A FOCIMP denuncia na carta, também, as diversas invasões que saqueiam os recursos naturais e os impactos dos grandes empreendimentos que chegam em seus territórios. Há um enfrentamento a esse cenário pelos indígenas, mas as dificuldades para conter a situação são muito grandes devido à ausência do Estado. “Nossa região tem sido alvo de madeireiros, grileiros, caçadores ilegais e temos resistido e lutado contra grandes empreendimentos que vêm invadindo os territórios e destruindo rios, lagos, igarapés e tem colocado nossa existência constantemente em risco”, denuncia a carta.
Segundo Chantelle Teixeira, o município de Lábrea “tem registrado um aumento das invasões a territórios indígenas e tradicionais, de exploração de madeira e, no ano de 2021, junto com a cidade de Apuí, que fica localizada nessa mesma região, foi um dos municípios do Amazonas que registrou maior número de focos de incêndio”, o que coloca a região em situação de alerta – e agora, com a identificação do novo grupo de isolados, em alerta máximo. Para Teixeira, é esse quadro “que torna necessário e urgente que medidas sejam adotadas no sentido de evitar que essas incidências, que esses problemas aconteçam no território desse povo, o que poderia levar inclusive à extinção dele, ao seu genocídio”, afirma a assessora.
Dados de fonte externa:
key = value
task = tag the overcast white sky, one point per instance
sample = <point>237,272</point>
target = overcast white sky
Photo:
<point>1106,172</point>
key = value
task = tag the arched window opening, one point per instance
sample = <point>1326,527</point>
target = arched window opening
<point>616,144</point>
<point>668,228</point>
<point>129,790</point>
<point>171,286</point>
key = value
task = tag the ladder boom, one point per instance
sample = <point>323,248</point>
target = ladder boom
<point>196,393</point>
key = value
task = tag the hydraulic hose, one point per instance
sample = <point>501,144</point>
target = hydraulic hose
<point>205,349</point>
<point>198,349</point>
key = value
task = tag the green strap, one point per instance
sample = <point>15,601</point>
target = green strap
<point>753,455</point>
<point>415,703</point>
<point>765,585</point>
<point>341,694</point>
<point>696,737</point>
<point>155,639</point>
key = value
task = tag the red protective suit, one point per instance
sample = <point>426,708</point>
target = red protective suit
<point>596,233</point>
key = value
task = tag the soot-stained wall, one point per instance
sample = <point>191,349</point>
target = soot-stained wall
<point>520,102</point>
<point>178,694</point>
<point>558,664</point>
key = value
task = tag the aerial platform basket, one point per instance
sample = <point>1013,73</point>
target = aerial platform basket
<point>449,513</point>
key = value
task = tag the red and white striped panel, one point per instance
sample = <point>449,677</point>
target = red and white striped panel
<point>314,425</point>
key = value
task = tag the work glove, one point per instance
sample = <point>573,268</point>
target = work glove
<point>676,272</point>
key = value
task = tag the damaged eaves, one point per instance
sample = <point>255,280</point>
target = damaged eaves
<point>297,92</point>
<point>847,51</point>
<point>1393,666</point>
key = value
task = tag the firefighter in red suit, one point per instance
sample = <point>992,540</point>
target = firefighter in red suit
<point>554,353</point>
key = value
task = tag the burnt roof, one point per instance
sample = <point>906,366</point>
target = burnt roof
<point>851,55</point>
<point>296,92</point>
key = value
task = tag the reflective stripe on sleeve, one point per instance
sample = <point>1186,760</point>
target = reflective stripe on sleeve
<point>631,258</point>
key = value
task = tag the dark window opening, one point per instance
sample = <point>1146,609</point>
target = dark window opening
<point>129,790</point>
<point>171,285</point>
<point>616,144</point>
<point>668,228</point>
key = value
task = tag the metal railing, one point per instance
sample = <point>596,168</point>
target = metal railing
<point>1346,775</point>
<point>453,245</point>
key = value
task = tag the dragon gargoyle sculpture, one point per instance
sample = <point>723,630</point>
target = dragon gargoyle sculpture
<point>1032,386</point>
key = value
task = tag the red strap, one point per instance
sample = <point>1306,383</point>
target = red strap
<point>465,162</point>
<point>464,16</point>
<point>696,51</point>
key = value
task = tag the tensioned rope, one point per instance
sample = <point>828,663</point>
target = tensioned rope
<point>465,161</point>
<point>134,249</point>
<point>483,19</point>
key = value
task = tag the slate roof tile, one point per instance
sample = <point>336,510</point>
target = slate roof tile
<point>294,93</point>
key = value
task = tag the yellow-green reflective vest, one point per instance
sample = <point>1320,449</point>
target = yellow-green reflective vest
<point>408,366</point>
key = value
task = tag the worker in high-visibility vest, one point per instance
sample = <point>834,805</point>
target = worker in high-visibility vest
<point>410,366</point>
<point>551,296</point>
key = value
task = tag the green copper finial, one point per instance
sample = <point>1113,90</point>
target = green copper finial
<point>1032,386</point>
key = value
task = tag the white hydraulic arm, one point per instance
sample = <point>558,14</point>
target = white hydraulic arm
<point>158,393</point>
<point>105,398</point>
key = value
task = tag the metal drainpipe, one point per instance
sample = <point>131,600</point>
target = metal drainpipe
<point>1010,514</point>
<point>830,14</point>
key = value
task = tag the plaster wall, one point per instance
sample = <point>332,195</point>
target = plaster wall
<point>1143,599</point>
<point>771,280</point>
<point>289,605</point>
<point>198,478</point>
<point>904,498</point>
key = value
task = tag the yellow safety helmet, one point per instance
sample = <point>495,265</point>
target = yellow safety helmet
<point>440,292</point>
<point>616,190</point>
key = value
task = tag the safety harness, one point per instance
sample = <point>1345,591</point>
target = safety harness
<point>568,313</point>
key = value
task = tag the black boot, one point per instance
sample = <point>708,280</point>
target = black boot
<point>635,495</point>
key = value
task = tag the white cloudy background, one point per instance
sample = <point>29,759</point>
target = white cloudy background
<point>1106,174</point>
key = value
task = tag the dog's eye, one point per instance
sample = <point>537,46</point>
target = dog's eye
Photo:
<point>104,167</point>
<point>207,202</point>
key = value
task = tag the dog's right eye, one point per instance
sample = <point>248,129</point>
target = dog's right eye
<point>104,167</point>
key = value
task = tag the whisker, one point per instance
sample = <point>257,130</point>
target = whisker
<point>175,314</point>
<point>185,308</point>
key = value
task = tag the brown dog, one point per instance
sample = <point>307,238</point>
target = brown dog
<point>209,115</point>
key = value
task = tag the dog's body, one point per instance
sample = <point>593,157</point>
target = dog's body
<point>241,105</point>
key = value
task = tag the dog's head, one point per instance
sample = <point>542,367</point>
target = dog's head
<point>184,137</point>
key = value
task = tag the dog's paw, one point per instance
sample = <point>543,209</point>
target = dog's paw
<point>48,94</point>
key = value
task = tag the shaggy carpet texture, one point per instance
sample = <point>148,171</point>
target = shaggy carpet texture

A carta da FOCIMP evidencia essa situação atestando o alto índice de desmatamento e revelando que a região é campeã, também, de violência no campo. “A região sul está entre as de maiores índices de desmatamento e violência no campo também entre nosso vizinhos extrativistas, com quem juntos temos lutado pela defesa de nossos territórios e da floresta, de nossas vidas”.
O cacique Zé Bagaja Apurinã, Coordenador Executivo da FOCIMP, revoltado com a injustiça que sofrem, afirma que os direitos constitucionais dos povos indígenas são originários. “Por onde andamos fazemos nossas casas, nossos roçados, pescamos, caçamos, por onde vivemos e continuaremos vivendo, sempre defendendo nossos territórios e a vida de nossos parentes autônomos”. Ele assevera que o Estado brasileiro “deve exercer o seu papel com o devido respeito à Constituição e às nossas vidas”. Respeito esse que deve ser redobrado, diz o cacique, durante a pandemia. “Se nesse momento de pandemia, [os isolados] tiverem contato com a gente, vai ter extermínio daquele grupo”, alerta.
Se posicionando na denúncia e na ação em defesa do novo grupo de índios isolados, mas também de toda a população indígena contatada e ribeirinha da região de Lábrea, a Coordenação das Organizações Indígenas da Amazônia Brasileira (Coiab) é convicta de que “uma articulação ampla de diversos órgãos, o Conselho Nacional de Direitos Humanos, o Ministério Público, a Coiab, o Cimi, organizações indígenas e indigenistas, defensores de direitos, sociedade civil, todo mundo deve somar para averiguar a omissão dessa gestão da Funai. Exercer uma pressão política forte para que ela cumpra com sua função, com sua missão institucional e que tome as devidas medidas para que uma proteção efetiva seja garantida para esse povo, especialmente sanitárias, com todas as populações próximas”, afirmou Luciano Pohl, da Gerência de Povos Indígenas Isolados da Coiab.